Member of the First Confederate Congress
- In office 1861–1864

Member of the Missouri House of Representatives
- In office 1860–1861

Personal details
- Born: 1826 Warren County, Virginia, U.S.
- Died: April 9, 1895 (aged 68–69) Pewee Valley, Kentucky, U.S.
- Resting place: Cave Hill Cemetery Louisville, Kentucky, U.S.
- Allegiance: United States of America Confederate States of America
- Branch: United States Army Missouri State Guard (Confederate)
- Service years: 1848 (USA) 1861
- Rank: Second Lieutenant (USA) Brigadier General (Missouri militia, CSA)
- Conflicts: American Civil War First Battle of Lexington; ;
- Other work: Life insurance sales Newspaperman Assistant Secretary of State of Kentucky

= Thomas Alexander Harris =

American politician (1826–1895)

Thomas Alexander Harris (1826 – April 9, 1895) was a United States Army officer at the end of the Mexican–American War and a Missouri State Guard (Confederate) brigadier general during the early months of the American Civil War (Civil War). He then became a prominent Confederate politician, serving in the First Confederate Congress from 1861 to 1864. Among other occupations, he was a Missouri State Representative before the Civil War and a Kentucky State Representative in 1885–1886.

==Early life==
Thomas A. Harris was born in Warren County, Virginia, in 1826. His family moved to Missouri when Harris was a young boy. An orphan, he fought in the 1838 Mormon War at the age of 12. Harris attended the United States Military Academy in 1843–1845 but did not graduate.

==Career==
Harris was commissioned a second lieutenant in the 12th U.S. Infantry Regiment in 1848 but peace was declared to end the Mexican–American War on the day he reported for duty. He participated in two filibustering expeditions in the early 1850s. He then returned to Hannibal, Missouri, where he became attorney for a railroad, city attorney and a newspaper editor. He was elected to the Missouri House of Representatives in 1860 and became chairman of the military committee.

As a brigadier general in the pro-Confederate Missouri State Guard, he fought at the First Battle of Lexington, Missouri. Between late 1861 and 1864, he represented Missouri in the First Confederate Congress. He then smuggled equipment for the Confederate States Army from Europe through the Union blockade of the Confederacy.
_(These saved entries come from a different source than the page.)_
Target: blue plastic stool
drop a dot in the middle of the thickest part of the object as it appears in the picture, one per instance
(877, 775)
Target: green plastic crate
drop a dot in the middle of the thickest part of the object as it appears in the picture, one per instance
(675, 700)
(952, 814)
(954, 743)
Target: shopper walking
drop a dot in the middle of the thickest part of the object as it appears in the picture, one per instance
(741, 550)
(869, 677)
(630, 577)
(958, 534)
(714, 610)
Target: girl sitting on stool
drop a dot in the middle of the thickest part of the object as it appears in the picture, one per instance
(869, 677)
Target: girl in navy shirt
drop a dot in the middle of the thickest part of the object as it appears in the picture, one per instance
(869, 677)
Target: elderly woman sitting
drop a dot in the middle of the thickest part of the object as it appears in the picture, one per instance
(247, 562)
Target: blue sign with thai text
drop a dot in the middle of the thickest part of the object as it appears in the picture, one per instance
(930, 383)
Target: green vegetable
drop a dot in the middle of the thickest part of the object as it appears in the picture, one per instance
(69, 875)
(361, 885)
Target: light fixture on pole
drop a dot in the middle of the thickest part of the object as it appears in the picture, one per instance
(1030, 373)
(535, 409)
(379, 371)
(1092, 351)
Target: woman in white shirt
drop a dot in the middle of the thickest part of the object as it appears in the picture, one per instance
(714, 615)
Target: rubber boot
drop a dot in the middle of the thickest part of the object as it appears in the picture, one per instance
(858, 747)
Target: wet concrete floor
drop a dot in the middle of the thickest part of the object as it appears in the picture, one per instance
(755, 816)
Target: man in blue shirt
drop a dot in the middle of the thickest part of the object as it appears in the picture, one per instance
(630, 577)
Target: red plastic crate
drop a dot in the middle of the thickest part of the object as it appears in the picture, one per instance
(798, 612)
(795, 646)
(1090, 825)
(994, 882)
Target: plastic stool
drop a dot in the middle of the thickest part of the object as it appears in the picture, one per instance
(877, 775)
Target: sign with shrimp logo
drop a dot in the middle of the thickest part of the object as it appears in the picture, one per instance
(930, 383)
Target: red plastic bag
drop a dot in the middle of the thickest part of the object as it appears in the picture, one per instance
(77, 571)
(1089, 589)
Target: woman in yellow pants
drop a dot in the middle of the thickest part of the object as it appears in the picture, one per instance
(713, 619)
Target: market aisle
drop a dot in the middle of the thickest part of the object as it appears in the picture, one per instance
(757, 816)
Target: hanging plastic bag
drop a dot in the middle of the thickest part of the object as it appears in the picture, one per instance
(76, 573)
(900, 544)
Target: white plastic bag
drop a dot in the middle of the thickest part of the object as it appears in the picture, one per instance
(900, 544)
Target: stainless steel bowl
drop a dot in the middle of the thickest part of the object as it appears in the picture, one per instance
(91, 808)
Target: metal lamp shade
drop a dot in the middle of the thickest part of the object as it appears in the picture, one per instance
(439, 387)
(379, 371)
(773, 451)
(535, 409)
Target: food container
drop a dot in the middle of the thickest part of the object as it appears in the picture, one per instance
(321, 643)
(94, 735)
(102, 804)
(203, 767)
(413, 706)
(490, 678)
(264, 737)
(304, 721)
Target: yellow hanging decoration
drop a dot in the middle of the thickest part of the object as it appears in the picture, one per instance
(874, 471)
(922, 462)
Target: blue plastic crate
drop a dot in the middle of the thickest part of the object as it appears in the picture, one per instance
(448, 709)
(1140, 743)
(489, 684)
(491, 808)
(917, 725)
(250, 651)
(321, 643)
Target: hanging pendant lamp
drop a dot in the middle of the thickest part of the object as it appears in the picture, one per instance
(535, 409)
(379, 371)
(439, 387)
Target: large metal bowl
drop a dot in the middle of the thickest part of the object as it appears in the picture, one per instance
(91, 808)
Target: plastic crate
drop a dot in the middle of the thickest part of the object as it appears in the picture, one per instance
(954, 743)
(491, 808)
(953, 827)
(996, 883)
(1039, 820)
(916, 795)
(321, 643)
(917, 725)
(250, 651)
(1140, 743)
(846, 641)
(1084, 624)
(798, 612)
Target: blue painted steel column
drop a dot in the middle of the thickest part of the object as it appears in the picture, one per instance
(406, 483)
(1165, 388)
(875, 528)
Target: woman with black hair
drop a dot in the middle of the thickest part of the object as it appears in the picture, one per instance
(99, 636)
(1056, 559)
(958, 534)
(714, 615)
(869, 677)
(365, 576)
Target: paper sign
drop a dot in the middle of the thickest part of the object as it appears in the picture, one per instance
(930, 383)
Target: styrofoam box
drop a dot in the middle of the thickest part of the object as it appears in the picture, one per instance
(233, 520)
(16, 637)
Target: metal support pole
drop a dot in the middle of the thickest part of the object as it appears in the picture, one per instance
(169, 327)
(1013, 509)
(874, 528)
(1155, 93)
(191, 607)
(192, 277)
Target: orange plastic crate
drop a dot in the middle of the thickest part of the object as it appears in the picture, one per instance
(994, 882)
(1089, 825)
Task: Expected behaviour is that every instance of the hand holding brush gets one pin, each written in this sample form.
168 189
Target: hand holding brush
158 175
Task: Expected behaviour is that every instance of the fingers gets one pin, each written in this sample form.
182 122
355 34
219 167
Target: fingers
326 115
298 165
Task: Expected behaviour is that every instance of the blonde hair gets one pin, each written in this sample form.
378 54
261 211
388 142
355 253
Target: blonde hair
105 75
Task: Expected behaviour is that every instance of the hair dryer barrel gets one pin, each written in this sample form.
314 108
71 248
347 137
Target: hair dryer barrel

After the Civil War, Harris worked for the Life Insurance Association of America in St. Louis, Missouri, and opened an office in Texas in 1870. Then he worked for a New Orleans, Louisiana, newspaper. After this, he moved to Kentucky, where his friendship with the governor gained him an appointment as assistant secretary of state. Harris won a seat in the Kentucky House of Representatives from Oldham County in 1885–1886.

==Personal life==
Thomas Alexander Harris died on April 9, 1895, in Pewee Valley, Kentucky, near Louisville. He is buried in Cave Hill Cemetery in Louisville.